ABSTRACT. Professor Bourdon and his collaborator Joel Shapiro of Michigan State University will investigate problems arising from the interaction between the modern theory of linear operators and the classical theory of analytic functions. The problems to be studied involve norms, decomposability, and numerical ranges of composition operators as well as the chaotic behavior of both composition operators and operators commuting with backward shifts. Insights and tools developed during the course of the project will be applied to other classes of linear operators on Hilbert and Banach spaces.
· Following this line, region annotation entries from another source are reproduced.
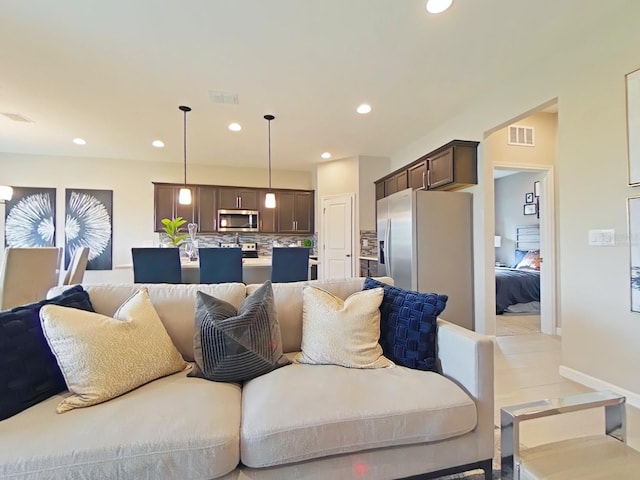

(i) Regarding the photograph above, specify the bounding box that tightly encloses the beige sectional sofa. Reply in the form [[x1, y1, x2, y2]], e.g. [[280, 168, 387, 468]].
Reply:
[[0, 278, 494, 480]]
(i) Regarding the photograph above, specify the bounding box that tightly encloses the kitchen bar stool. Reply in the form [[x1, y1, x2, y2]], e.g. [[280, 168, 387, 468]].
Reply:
[[131, 247, 182, 283], [198, 248, 242, 283], [271, 247, 310, 283]]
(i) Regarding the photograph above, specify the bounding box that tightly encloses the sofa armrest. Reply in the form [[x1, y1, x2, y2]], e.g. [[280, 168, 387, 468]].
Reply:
[[438, 319, 494, 452]]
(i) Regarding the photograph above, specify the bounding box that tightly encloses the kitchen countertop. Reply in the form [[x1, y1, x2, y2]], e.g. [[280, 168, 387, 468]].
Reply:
[[115, 256, 318, 269]]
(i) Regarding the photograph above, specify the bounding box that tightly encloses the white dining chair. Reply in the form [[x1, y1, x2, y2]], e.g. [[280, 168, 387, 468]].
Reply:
[[0, 247, 61, 310], [62, 247, 89, 285]]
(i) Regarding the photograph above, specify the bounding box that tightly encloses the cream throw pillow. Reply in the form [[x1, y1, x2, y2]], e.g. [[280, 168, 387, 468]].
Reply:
[[294, 287, 395, 368], [40, 288, 188, 413]]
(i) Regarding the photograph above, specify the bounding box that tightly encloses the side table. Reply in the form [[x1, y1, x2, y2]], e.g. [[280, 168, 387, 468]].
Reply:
[[500, 392, 640, 480]]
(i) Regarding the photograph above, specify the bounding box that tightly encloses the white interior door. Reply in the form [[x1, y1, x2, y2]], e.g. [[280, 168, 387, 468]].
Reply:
[[320, 194, 355, 279]]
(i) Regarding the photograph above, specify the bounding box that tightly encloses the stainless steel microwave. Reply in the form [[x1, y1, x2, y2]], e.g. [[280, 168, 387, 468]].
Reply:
[[218, 209, 258, 232]]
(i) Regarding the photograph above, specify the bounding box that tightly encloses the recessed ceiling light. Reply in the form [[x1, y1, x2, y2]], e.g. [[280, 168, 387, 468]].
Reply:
[[427, 0, 453, 13], [356, 103, 371, 115]]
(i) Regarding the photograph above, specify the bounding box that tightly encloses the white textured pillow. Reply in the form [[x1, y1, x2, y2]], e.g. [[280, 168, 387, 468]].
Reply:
[[294, 287, 395, 368], [40, 288, 188, 413]]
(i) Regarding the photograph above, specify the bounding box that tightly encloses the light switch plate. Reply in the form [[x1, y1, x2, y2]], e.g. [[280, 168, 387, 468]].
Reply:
[[589, 229, 616, 247]]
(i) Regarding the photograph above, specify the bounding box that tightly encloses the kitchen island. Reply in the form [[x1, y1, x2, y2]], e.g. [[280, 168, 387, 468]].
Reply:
[[116, 256, 318, 284]]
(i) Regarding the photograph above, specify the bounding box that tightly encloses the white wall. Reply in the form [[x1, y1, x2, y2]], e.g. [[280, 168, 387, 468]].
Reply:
[[0, 153, 312, 283], [392, 2, 640, 395], [495, 172, 545, 266]]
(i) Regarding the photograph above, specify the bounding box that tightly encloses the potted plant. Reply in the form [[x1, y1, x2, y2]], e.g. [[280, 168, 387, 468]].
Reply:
[[161, 217, 189, 248]]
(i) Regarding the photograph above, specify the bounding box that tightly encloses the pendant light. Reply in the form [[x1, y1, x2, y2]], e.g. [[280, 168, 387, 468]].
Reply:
[[178, 105, 191, 205], [264, 115, 276, 208]]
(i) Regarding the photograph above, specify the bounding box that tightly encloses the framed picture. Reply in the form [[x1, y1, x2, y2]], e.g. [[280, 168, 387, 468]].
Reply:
[[524, 203, 538, 215], [625, 70, 640, 185], [627, 197, 640, 313], [4, 187, 56, 247], [64, 188, 113, 270]]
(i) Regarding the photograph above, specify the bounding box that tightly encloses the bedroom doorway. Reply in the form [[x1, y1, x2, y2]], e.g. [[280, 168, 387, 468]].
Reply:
[[484, 101, 560, 335]]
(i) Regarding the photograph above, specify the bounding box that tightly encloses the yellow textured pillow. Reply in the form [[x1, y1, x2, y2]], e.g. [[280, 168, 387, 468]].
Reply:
[[40, 288, 188, 413], [294, 287, 395, 368]]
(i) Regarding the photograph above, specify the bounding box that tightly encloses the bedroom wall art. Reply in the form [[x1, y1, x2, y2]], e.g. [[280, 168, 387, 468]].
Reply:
[[626, 69, 640, 185], [627, 197, 640, 313], [64, 188, 113, 270], [4, 187, 56, 247]]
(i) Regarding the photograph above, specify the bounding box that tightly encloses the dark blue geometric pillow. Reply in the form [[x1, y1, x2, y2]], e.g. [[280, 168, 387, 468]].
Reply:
[[364, 278, 448, 372], [0, 285, 94, 420]]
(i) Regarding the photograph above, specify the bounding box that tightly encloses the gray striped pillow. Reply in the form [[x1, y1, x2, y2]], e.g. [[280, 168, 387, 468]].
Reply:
[[189, 281, 289, 382]]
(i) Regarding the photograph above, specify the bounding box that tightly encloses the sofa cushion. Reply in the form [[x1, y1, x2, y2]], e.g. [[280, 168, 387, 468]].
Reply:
[[0, 372, 241, 480], [295, 286, 393, 368], [48, 283, 246, 362], [364, 278, 447, 372], [0, 285, 93, 420], [246, 277, 393, 353], [40, 287, 188, 413], [190, 281, 289, 382], [240, 364, 477, 468]]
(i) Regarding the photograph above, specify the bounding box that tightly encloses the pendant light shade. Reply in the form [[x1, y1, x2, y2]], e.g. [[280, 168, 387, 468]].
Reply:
[[0, 185, 13, 203], [178, 105, 191, 205], [264, 115, 276, 208]]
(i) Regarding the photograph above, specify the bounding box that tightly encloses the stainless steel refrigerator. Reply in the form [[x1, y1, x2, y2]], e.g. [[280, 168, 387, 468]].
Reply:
[[377, 189, 474, 329]]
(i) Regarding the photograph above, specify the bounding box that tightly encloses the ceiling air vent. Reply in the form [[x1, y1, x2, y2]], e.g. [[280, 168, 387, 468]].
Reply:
[[507, 125, 534, 147], [0, 112, 33, 123], [209, 90, 238, 105]]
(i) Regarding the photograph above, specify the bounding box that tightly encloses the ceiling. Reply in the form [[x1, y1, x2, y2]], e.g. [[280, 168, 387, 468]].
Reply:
[[0, 0, 636, 170]]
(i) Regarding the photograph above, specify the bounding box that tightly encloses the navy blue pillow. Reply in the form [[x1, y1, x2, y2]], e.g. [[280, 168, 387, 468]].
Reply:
[[0, 285, 94, 420], [364, 278, 448, 372]]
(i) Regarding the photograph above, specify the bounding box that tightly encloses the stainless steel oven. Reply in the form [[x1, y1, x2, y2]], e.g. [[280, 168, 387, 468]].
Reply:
[[218, 210, 258, 232]]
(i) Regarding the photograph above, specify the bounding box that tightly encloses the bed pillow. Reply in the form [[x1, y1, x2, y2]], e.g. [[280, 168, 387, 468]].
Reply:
[[511, 250, 529, 268], [516, 250, 540, 270], [0, 285, 93, 420], [189, 281, 289, 382], [294, 287, 394, 368], [40, 288, 188, 413], [364, 278, 448, 372]]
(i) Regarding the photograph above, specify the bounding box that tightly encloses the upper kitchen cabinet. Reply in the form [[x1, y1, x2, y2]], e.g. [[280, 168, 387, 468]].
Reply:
[[154, 183, 198, 232], [375, 140, 478, 200], [423, 140, 478, 190], [384, 170, 407, 197], [276, 190, 313, 233], [218, 187, 259, 210]]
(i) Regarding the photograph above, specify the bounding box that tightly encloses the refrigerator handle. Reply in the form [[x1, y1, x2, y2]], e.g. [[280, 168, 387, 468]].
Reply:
[[384, 218, 392, 277]]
Many of the differential and integral equations that physicists and engineers use to model physical processes may be viewed as linear operators on spaces of functions. This viewpoint, pioneered by David Hilbert, led to the development of function-theoretic operator theory, which is the branch of mathematics inspiring the problems that are the focus of Bourdon and Shapiro's project. A number of these problems concern the notion of numerical range of a linear operator, an object that has relevance to quantum physics and that has proven useful to engineers in determining the stability of certain control systems. Other problems relate to the chaotic behavior of linear operators. That linear operators can give rise to chaotic systems is a relatively recent discovery which has led to unexpected connections between operator theory and dynamical systems. The idea of decomposability--the study of how to break a complicated linear system up into simpler ones--has been shown to have surprising connections with such chaotic behavior. The final group of problems involves norm calculations for composition operators. The norm of an operator measures how much the operator can stretch the unit ball of the space on which it acts. Computer experimentation should yield insights and intuition concerning both composition-operator norms and numerical ranges. Through such experimentation, undergraduate students at Washington and Lee University will be given an opportunity to participate in the project. The training and research experience provided to these students by the project contribute to its human-resources impact.